Pour ces auteurs, la place que joue l’incertitude au sein d’une controverse amène naturellement les acteurs à investiguer de nouveaux champs de connaissance, à rechercher des preuves appuyant leurs arguments et à les diffuser en justifiant leur interprétation des faits. La mise en lumière des incertitudes, opérée par la controverse, ouvre de nouveaux champs de recherche et facilite la réalisation de projets scientifiques autour de l’enjeu en question13. Le forum hybride crée un brassage de connaissances théoriques et pratiques qui vont enrichir la manière dont le problème est perçu collectivement. Outre la mise en relation d’acteurs, la controverse engendre donc aussi la mise en relation de connaissances et de problèmes. Les

différents types d’acteurs qui s’impliquent dans la controverse, avec leurs rationalités propres, leurs intérêts et leurs objectifs particuliers, construisent progressivement une définition de la situation, ainsi que des enjeux multiples que soulève le problème (Beck, 1986). Elle contribue de la sorte à l’émergence de pistes de solutions complexes mariant les enjeux scientifiques, technologiques, politiques et sociaux. Selon Michel Callon, Pierre Lascoumes et Yannick Barthe (2001), ce « triple inventaire » – des acteurs, des problèmes et des solutions – engendré par la controverse favorise l’établissement de diagnostics approfondis, l’exploration de mondes possibles multiples et finalement l’enrichissement des solutions. Ainsi, « la controverse permet de concevoir et d’éprouver des projets et des solutions qui intègrent une pluralité de points de vue, de demandes et d’attentes.

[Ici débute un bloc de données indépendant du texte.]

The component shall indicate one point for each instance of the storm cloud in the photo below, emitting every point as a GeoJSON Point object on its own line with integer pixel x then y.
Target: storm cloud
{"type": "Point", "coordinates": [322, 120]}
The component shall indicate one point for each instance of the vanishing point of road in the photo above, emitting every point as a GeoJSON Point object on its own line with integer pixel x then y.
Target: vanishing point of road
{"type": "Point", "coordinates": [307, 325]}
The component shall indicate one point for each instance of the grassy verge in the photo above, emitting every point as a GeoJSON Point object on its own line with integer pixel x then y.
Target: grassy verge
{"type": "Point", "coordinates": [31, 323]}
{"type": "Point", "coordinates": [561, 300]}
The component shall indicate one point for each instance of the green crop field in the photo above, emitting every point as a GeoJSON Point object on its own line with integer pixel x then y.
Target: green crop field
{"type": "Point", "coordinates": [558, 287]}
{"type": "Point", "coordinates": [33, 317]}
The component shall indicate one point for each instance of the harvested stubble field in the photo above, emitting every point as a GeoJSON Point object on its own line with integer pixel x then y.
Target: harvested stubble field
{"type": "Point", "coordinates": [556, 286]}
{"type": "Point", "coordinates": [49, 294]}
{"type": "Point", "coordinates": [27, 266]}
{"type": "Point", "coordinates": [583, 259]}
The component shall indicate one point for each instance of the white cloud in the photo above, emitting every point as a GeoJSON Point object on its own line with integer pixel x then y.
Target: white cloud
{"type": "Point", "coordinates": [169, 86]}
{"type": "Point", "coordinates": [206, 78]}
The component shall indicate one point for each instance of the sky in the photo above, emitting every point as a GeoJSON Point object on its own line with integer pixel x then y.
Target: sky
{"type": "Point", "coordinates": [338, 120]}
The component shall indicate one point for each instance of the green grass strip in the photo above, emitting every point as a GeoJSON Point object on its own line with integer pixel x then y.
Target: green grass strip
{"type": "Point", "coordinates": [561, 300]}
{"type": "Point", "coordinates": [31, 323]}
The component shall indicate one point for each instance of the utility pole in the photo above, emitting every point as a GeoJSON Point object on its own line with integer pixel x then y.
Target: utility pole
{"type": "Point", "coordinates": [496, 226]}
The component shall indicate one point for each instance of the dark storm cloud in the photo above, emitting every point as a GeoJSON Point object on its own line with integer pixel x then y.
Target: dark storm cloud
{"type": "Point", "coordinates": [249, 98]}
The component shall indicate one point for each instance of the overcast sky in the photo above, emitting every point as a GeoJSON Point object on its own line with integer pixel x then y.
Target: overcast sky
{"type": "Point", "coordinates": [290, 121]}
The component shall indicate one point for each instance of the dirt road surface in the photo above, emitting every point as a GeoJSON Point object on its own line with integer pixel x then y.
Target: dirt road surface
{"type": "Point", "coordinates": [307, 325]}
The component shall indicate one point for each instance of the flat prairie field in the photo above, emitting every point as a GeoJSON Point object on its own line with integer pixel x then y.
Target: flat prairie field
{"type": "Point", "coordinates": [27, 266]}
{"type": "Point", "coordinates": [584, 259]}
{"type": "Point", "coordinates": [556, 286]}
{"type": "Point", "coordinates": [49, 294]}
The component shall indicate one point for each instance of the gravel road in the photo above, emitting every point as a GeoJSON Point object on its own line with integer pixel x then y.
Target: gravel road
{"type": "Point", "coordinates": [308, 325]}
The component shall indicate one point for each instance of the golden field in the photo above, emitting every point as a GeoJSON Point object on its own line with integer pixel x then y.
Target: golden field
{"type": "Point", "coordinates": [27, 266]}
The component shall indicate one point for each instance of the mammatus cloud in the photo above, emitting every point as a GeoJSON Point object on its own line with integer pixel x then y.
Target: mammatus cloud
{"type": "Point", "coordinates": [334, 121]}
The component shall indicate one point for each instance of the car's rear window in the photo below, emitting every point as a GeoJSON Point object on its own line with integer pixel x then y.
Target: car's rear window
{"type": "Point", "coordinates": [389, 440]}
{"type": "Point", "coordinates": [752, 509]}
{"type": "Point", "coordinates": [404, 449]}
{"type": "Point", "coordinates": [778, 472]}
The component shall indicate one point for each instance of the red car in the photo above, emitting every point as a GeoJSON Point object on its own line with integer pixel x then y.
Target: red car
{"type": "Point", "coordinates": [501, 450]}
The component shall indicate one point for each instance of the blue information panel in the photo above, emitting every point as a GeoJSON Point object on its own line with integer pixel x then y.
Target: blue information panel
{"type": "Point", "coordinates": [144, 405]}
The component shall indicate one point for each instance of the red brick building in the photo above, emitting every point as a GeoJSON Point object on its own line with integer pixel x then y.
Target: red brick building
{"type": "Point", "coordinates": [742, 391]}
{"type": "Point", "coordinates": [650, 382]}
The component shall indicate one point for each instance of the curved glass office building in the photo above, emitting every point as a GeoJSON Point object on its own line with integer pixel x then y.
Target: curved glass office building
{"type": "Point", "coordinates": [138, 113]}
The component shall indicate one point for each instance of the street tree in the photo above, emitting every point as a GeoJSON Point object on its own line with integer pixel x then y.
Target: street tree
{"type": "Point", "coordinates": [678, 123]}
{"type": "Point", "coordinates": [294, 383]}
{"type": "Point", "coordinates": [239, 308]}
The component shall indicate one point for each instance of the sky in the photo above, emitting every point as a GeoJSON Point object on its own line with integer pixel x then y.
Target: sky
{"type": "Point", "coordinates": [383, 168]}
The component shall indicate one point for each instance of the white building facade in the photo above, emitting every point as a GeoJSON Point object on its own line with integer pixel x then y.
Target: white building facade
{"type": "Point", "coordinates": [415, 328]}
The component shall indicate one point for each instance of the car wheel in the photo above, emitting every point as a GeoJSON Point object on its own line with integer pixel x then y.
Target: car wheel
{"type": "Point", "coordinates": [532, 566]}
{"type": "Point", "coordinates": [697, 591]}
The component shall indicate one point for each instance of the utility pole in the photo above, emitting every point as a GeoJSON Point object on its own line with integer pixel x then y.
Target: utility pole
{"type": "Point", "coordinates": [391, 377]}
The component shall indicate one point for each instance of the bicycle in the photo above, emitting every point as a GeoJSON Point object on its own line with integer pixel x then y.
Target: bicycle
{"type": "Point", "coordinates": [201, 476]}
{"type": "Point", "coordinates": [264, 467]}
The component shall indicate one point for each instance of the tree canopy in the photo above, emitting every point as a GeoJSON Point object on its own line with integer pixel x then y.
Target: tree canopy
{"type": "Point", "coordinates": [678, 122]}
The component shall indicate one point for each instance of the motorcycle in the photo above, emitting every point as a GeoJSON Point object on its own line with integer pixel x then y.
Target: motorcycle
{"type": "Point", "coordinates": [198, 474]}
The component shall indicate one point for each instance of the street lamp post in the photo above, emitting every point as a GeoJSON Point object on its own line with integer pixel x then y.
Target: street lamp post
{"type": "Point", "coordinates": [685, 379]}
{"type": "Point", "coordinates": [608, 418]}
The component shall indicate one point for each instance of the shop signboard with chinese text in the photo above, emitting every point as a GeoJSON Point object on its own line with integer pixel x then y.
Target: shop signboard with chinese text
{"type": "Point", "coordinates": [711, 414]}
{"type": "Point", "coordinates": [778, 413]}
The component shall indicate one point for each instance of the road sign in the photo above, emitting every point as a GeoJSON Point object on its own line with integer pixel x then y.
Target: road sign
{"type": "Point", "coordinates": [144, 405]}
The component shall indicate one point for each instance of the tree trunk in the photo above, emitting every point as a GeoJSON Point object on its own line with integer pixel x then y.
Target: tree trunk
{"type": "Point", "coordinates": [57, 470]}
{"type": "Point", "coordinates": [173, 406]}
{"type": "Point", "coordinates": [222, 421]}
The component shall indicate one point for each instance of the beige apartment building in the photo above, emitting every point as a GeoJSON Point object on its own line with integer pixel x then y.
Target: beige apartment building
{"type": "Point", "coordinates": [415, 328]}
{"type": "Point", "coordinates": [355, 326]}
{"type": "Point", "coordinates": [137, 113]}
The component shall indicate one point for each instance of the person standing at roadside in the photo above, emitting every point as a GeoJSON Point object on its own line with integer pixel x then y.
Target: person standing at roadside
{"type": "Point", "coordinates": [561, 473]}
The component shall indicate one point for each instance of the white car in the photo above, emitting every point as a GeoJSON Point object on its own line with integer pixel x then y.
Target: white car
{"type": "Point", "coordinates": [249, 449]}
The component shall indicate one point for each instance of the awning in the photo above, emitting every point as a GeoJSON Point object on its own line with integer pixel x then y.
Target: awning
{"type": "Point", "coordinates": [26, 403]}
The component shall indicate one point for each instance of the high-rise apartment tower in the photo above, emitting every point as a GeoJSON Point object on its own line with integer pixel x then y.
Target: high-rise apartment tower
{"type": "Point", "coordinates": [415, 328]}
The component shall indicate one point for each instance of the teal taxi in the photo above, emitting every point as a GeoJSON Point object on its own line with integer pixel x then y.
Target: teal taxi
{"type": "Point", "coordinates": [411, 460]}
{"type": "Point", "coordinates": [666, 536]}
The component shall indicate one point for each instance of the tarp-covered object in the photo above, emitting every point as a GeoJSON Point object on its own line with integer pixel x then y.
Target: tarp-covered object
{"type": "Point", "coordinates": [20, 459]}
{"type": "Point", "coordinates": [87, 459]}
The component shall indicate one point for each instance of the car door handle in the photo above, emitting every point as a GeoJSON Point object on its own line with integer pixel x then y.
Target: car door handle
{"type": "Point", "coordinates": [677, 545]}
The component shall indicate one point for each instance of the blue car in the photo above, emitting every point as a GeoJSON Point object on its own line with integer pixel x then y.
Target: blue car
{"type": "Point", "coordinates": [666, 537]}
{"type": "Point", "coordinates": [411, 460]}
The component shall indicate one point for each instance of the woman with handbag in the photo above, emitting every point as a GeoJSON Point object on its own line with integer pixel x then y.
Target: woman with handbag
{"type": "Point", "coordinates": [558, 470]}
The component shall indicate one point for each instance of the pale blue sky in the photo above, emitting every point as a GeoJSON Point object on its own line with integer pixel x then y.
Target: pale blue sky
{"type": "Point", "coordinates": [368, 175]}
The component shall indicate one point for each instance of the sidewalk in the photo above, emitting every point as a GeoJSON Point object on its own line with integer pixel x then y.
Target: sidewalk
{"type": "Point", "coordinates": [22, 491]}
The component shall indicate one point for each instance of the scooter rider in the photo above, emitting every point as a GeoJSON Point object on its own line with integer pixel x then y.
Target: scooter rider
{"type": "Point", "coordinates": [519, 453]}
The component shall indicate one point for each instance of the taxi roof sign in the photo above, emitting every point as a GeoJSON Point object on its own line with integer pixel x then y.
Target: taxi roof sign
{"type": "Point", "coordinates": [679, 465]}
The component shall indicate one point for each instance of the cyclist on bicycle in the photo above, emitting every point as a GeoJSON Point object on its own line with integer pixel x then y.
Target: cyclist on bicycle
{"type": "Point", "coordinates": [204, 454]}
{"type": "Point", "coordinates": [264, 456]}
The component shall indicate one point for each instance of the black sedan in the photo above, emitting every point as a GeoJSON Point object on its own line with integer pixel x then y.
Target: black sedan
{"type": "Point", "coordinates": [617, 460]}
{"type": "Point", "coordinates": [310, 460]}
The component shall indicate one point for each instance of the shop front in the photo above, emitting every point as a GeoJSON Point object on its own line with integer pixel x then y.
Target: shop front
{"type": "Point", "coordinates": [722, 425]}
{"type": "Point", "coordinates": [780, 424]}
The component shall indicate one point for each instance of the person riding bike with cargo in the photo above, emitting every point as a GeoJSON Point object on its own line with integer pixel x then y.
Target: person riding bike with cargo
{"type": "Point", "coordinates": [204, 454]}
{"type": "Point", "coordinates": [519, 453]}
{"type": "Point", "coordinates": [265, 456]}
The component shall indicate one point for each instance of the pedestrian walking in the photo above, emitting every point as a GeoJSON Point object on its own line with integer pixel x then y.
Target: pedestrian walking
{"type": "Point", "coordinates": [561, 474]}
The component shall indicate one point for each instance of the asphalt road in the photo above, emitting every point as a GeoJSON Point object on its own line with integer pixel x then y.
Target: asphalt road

Cette prise en compte, qui passe par des négociations et des compromis successifs, enclenche un processus d’apprentissage » (Ibid. : 61).

Dans cette perspective, la controverse est un processus de transformation des normes. En effet, en amenant les acteurs à ajuster leurs positions, leurs attentes et leurs actions, elle procède par une série d’évènements, que les sociologues ont appelé « épreuves »14, permettant de nouveaux consensus qui participent à la construction de sens commun. La controverse est donc un processus qui, d’une remise en question d’une thèse dominante, aboutit à la transformation des normes sociales. Ce changement se produit au gré des épreuves, c’est-à-dire par les différentes prises de décision des acteurs, modifications de pratiques, transformation des normes règlementaires, etc., et s’effectue par tâtonnements et ajustements réciproques.

Concernant l’élevage, la controverse procède donc d’une mise en relation d’acteurs et de connaissances dont l’enjeu est la modification de normes. Elle est liée à un travail en cours, par différents acteurs de la société, d’affectation de sens à l’activité de production animale et, plus globalement, à l’émergence de nouvelles façons de penser l’élevage et l’animal. Quelles sont les normes qui sont transformées par la controverse sur l’élevage ? Par qui et par quel(s) procédé(s) le sont-elles ? Quelles sont les nouvelles normes en devenir ? Autant de questions qui seront étudiées au cours de ce travail.

14 Voir notamment Francis Chateauraynaud (1998), Michel Callon, Pierre Lascoumes et Yannick Barthe (2001)

et Bruno Latour (1989) qui définissent l’épreuve comme une situation particulière entrainant un changement et au cours de laquelle les acteurs doivent s’engager.